I’m about to lean back against the uncomfortable leather seat when I catch sight of it – the well for which the place is named. I should think more on it, for it’s the thing, the thing connected to my true purpose, but I am distracted by the tree beside it: I think I see a man. He stands, cruciform, against the alder trunk, arms stretched along branches, held in place with vines, which may be mistletoe. Green barbs and braces and ropes, not just holding him upright, but breaching his flesh, moving through his skin, making merry with his limbs, melding with muscles and veins. His head is cocked to one side, eyes closed, then open, then closed again. I blink and all is gone, there is just the tree alone, strangled by devil’s fuge.
My comrades have taken no notice of our surrounds, but continue to chatter amongst themselves. Adia and Serafine worry at the pintucks of their grey blouses, rearrange the folds of their long charcoal skirts, check that their buttoned black boots are polished to a high shine. Sweet-faced Veronica turns to me and reties the thin forest green ribbon encircling my collar, trying to make it sit flat, trying to make it neat and perfect. But, with our acquaintance so short, she cannot yet know that I defy tidiness: a freshly pressed shirt, skirt or dress coming near me will develop wrinkles in the blink of an eye; a clean apron will attract smudges and stains as soon as it is tied about my waist; a shoe, having barely touched my foot, will scuff itself and a beribboned sandal will snap its straps as soon as look at me. My hair is a mass of – well, not even curls, but waves, awkward, thick, choppy, rebellious waves of deepest fox-red that will consent to brushing once a week and no more, lest it turn into a halo of frizz. I suspect it never really recovered from being shaved off for the weaving of Mother’s shroud; I seem to recall before then it was quite tame, quite straight. And, despite my best efforts, beneath my nails can still be seen the half-moons of indigo ink I mixed for the marginalia Mater Friðuswith needed done before I left. It will fade, but slowly.

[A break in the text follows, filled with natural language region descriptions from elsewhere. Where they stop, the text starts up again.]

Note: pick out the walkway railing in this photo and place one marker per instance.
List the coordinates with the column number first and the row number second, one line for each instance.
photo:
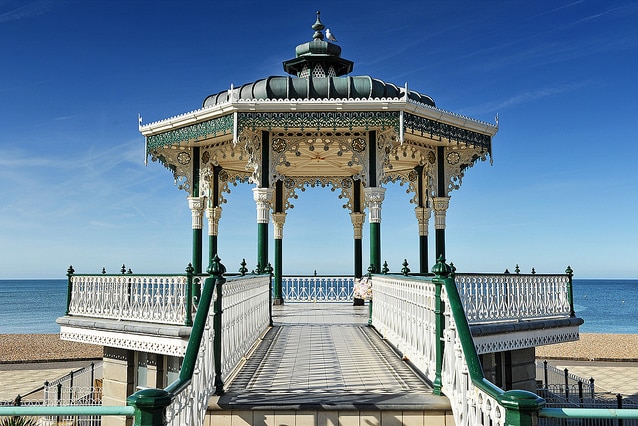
column 313, row 288
column 166, row 299
column 216, row 346
column 424, row 318
column 489, row 298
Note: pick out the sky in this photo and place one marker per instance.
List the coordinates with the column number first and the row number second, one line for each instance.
column 561, row 75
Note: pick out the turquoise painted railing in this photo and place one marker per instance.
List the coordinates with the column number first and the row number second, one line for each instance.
column 424, row 318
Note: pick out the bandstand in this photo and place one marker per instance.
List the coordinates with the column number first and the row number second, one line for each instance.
column 186, row 353
column 319, row 126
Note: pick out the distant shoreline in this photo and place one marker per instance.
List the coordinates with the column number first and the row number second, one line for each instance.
column 29, row 348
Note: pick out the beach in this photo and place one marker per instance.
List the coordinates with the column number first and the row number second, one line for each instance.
column 28, row 348
column 16, row 348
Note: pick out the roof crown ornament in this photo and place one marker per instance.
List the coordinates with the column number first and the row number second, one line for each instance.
column 318, row 27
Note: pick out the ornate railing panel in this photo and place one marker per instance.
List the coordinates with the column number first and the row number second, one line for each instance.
column 246, row 316
column 245, row 307
column 318, row 288
column 512, row 297
column 161, row 299
column 403, row 312
column 471, row 405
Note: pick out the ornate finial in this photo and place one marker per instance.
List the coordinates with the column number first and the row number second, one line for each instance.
column 189, row 269
column 405, row 270
column 441, row 268
column 216, row 267
column 318, row 26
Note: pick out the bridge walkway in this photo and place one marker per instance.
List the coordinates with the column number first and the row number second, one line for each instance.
column 324, row 357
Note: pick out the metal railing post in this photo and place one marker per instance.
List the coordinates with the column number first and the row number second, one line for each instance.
column 188, row 321
column 570, row 291
column 69, row 291
column 217, row 270
column 546, row 374
column 567, row 384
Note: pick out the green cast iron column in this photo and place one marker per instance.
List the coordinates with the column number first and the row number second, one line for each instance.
column 263, row 197
column 197, row 210
column 358, row 217
column 441, row 203
column 374, row 196
column 279, row 217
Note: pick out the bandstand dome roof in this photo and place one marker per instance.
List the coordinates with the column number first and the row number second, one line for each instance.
column 320, row 74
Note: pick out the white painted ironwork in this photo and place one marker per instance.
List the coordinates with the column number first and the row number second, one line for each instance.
column 470, row 404
column 160, row 299
column 318, row 288
column 403, row 312
column 512, row 297
column 245, row 317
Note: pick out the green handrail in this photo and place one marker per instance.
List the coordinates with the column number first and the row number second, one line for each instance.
column 67, row 410
column 521, row 406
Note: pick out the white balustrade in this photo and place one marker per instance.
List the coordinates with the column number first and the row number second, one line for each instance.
column 470, row 404
column 159, row 299
column 403, row 312
column 512, row 297
column 245, row 317
column 318, row 289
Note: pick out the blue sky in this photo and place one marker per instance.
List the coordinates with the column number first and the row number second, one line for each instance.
column 561, row 75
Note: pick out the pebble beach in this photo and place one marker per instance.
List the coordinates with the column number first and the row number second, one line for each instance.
column 16, row 348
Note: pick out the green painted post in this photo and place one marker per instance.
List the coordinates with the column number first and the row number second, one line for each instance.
column 262, row 244
column 150, row 406
column 278, row 298
column 522, row 407
column 69, row 288
column 441, row 271
column 375, row 246
column 188, row 321
column 570, row 290
column 217, row 270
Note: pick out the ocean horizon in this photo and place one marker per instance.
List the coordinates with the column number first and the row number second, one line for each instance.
column 30, row 306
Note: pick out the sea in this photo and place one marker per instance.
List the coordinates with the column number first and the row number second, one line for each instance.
column 32, row 306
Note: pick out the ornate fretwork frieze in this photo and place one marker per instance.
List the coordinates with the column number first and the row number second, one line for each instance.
column 179, row 162
column 422, row 126
column 526, row 339
column 312, row 150
column 195, row 132
column 457, row 160
column 294, row 183
column 319, row 120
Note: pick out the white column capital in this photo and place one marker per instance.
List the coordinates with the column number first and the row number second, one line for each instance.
column 441, row 205
column 358, row 220
column 374, row 198
column 423, row 217
column 278, row 220
column 197, row 205
column 214, row 214
column 263, row 199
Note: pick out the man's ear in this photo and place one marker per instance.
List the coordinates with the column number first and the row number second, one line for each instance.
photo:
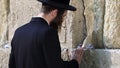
column 54, row 13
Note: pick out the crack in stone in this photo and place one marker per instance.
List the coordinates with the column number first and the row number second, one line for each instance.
column 84, row 25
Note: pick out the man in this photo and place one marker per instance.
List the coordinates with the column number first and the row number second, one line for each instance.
column 36, row 44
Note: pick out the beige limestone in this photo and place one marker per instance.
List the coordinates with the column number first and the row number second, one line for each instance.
column 112, row 24
column 89, row 15
column 72, row 30
column 101, row 58
column 97, row 35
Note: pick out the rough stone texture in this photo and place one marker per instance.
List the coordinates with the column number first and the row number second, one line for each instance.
column 4, row 57
column 21, row 13
column 101, row 58
column 89, row 15
column 4, row 9
column 99, row 11
column 72, row 30
column 112, row 24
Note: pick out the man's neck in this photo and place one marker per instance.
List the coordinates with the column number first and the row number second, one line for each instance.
column 44, row 17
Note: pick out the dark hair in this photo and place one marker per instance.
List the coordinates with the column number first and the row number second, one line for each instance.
column 57, row 22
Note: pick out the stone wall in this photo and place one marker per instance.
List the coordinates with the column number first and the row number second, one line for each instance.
column 95, row 22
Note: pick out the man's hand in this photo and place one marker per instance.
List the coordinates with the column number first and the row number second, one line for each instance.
column 78, row 54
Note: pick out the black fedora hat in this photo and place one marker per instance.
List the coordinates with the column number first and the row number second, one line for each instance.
column 61, row 4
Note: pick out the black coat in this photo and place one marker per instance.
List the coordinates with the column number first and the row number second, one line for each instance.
column 36, row 45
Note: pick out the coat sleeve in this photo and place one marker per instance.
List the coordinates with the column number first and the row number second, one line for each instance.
column 12, row 59
column 52, row 52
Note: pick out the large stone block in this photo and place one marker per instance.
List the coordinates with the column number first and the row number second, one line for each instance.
column 112, row 24
column 101, row 58
column 72, row 30
column 89, row 19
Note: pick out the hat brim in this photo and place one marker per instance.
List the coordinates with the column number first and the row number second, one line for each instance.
column 58, row 5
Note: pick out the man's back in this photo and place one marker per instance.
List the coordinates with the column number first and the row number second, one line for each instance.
column 27, row 44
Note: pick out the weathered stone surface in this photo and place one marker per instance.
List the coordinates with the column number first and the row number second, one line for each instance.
column 112, row 24
column 99, row 11
column 72, row 33
column 4, row 9
column 101, row 58
column 21, row 13
column 4, row 57
column 89, row 15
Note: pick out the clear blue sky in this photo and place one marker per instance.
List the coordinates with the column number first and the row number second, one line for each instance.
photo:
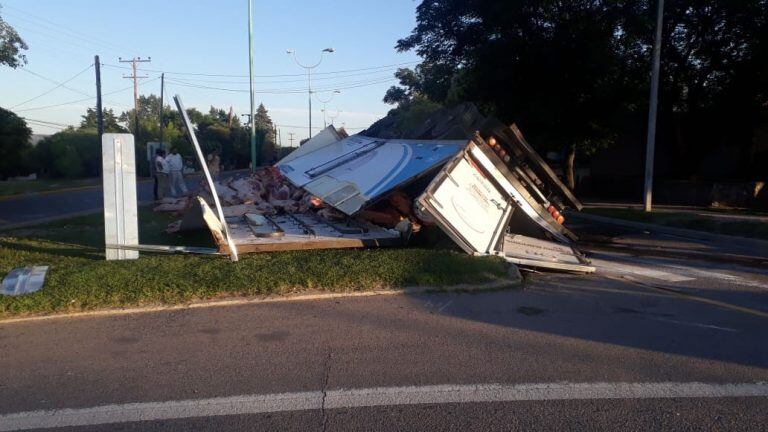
column 208, row 37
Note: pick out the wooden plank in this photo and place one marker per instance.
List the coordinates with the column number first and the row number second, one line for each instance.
column 514, row 137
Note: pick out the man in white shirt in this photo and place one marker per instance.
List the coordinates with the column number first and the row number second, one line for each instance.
column 161, row 174
column 175, row 167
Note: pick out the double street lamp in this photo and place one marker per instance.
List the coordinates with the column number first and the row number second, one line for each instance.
column 309, row 78
column 325, row 103
column 332, row 117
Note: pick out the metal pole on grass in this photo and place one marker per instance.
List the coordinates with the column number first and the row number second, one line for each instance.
column 653, row 107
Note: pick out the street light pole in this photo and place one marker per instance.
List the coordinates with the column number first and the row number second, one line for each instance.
column 334, row 117
column 254, row 153
column 309, row 78
column 325, row 105
column 652, row 110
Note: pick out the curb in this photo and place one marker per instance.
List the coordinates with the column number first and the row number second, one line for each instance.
column 461, row 288
column 95, row 186
column 41, row 221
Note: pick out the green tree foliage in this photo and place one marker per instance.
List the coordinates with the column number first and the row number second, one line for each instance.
column 265, row 135
column 11, row 45
column 574, row 73
column 71, row 153
column 14, row 144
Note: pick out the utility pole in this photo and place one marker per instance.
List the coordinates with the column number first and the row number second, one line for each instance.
column 309, row 78
column 652, row 109
column 99, row 112
column 254, row 153
column 325, row 105
column 135, row 79
column 162, row 89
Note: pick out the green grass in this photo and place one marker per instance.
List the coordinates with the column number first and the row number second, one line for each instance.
column 80, row 279
column 17, row 187
column 713, row 224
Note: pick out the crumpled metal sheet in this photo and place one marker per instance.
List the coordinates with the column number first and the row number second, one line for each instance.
column 352, row 173
column 24, row 280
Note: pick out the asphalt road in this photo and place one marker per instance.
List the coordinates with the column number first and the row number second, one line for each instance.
column 655, row 344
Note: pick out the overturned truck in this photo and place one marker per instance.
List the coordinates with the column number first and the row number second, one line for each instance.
column 479, row 181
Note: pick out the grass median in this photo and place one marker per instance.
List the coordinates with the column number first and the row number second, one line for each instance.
column 713, row 222
column 21, row 187
column 79, row 279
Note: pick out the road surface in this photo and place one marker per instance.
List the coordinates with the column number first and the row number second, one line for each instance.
column 653, row 344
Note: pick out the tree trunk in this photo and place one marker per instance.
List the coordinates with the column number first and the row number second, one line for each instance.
column 569, row 167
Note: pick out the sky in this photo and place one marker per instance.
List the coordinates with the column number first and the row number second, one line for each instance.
column 202, row 46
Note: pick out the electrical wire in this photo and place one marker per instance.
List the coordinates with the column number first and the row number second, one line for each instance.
column 86, row 99
column 56, row 82
column 61, row 84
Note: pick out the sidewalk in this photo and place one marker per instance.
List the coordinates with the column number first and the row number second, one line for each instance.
column 600, row 232
column 97, row 185
column 718, row 213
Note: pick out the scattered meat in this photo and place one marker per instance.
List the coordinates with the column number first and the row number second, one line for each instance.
column 171, row 204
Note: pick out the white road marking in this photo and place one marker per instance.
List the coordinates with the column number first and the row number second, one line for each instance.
column 618, row 268
column 371, row 397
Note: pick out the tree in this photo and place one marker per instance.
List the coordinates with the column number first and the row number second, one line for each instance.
column 11, row 45
column 265, row 131
column 71, row 153
column 552, row 67
column 575, row 73
column 90, row 121
column 14, row 144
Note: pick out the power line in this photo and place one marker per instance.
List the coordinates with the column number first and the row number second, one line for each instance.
column 186, row 79
column 56, row 82
column 265, row 76
column 89, row 98
column 88, row 38
column 54, row 88
column 343, row 86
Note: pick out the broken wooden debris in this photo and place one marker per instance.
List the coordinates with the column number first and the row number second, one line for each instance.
column 24, row 280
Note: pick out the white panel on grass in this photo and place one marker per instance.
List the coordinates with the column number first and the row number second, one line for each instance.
column 121, row 222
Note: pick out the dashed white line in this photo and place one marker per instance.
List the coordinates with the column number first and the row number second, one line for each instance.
column 371, row 397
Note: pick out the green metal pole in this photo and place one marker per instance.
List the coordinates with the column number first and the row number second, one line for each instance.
column 254, row 153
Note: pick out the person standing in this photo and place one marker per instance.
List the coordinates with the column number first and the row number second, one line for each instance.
column 161, row 174
column 214, row 164
column 176, row 167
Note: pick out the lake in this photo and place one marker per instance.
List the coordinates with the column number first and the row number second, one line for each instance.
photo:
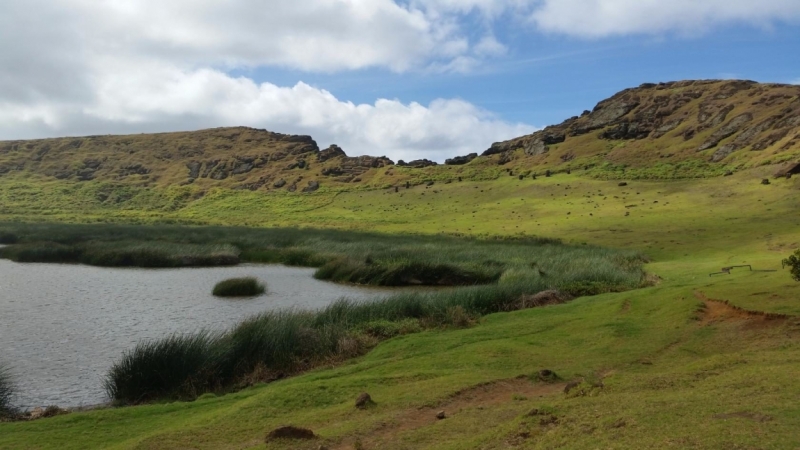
column 62, row 326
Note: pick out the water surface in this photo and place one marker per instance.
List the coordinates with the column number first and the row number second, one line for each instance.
column 62, row 326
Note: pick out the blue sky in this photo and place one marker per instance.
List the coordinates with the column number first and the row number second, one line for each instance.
column 405, row 78
column 544, row 79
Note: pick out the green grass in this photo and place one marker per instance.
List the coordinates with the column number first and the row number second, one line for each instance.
column 239, row 287
column 670, row 381
column 287, row 342
column 342, row 256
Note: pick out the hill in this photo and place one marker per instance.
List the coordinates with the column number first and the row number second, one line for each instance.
column 668, row 130
column 694, row 361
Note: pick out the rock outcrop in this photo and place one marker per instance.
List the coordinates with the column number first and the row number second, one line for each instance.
column 460, row 160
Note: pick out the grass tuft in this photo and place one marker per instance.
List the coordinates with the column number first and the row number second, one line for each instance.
column 6, row 393
column 239, row 287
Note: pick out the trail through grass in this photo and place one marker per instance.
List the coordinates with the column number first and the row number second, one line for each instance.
column 673, row 376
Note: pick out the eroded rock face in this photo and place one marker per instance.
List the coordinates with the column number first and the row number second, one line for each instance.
column 417, row 163
column 626, row 131
column 726, row 131
column 334, row 151
column 312, row 186
column 605, row 113
column 723, row 152
column 460, row 160
column 666, row 128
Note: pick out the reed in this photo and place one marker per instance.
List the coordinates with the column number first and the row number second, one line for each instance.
column 277, row 344
column 6, row 393
column 239, row 287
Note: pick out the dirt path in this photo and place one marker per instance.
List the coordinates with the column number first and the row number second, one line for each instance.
column 483, row 395
column 720, row 311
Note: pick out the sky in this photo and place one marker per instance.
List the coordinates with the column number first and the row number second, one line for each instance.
column 403, row 78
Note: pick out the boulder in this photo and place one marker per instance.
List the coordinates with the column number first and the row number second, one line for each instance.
column 723, row 152
column 194, row 169
column 460, row 160
column 787, row 169
column 312, row 186
column 420, row 163
column 364, row 401
column 729, row 129
column 334, row 151
column 290, row 432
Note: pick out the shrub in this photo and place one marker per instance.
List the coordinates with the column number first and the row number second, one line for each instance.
column 793, row 261
column 239, row 287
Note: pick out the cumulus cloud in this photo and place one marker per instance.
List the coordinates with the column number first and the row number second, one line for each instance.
column 159, row 97
column 73, row 67
column 603, row 18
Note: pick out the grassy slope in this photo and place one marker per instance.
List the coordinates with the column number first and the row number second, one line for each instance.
column 667, row 374
column 692, row 370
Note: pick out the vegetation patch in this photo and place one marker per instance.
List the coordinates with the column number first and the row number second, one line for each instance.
column 6, row 393
column 239, row 287
column 276, row 344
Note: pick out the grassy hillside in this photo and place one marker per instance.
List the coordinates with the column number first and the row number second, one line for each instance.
column 696, row 361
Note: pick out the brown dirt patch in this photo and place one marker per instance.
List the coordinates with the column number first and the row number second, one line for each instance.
column 744, row 415
column 482, row 395
column 721, row 311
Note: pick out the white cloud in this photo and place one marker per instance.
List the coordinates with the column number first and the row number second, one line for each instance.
column 72, row 67
column 159, row 97
column 603, row 18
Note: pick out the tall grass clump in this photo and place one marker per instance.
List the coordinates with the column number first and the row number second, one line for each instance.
column 277, row 344
column 340, row 256
column 174, row 367
column 6, row 393
column 239, row 287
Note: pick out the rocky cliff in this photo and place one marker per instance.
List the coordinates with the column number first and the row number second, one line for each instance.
column 725, row 124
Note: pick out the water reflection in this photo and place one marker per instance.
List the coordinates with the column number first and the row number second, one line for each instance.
column 62, row 326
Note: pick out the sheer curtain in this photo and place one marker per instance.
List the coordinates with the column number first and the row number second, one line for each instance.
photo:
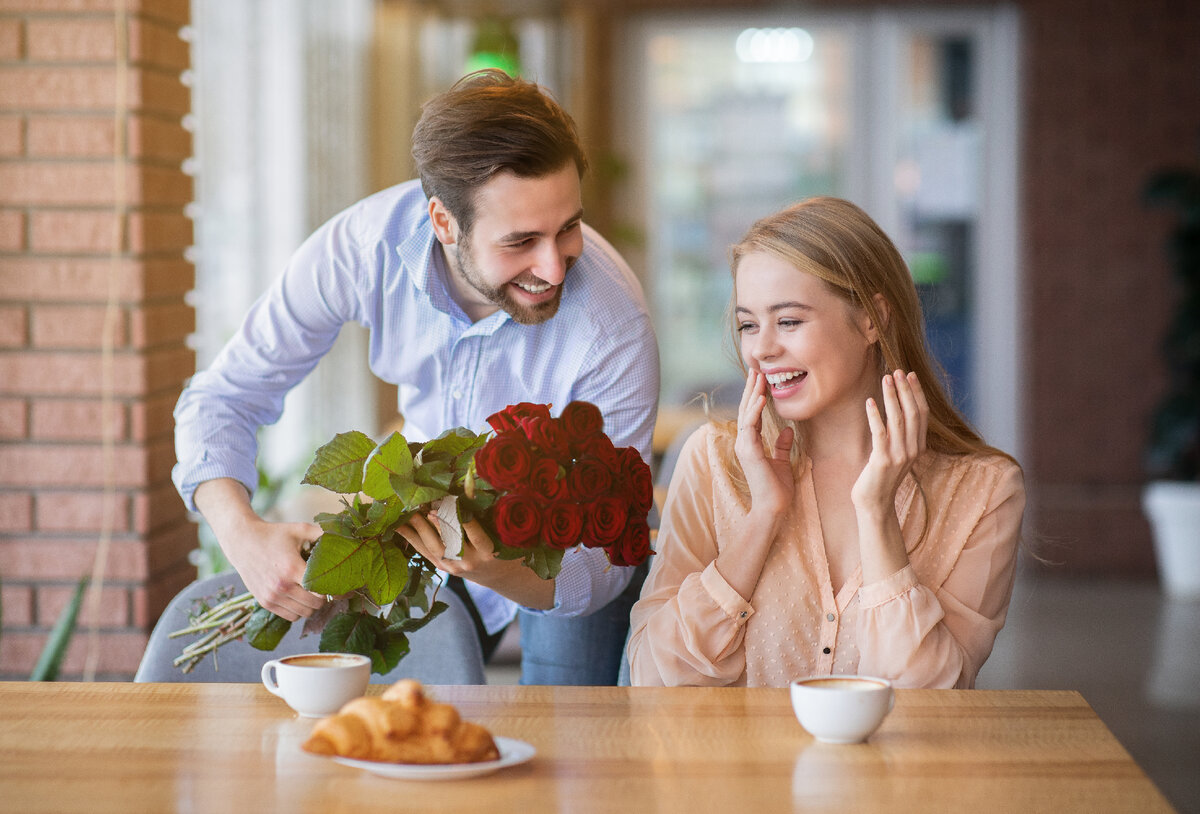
column 280, row 126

The carriage gives a bump and a thump as it pulls off the packed earth of the main road and takes to a trail barely discernable through over-long grass. It almost interrupts Adia in her telling of the new bride who, so anxious to be done with her duty, plunged one of her pearl-tipped, steel-reinforced veil-pins into her new husband’s heart before ‘Volo’ had barely left his lips. The wheels might protest at water-filled ruts, large stones and the like in their path, but the driver knows this thoroughfare well despite its camouflage; he directs the nimble horses to swerve so they avoid any obstacles. On both sides, the trees rushing past are many and dense. It is seems a painfully long time before the house shows itself as we take the curved drive at increased speed, as if the coachman is determined to tip us all out as soon as possible and get himself back home to Alder’s Well.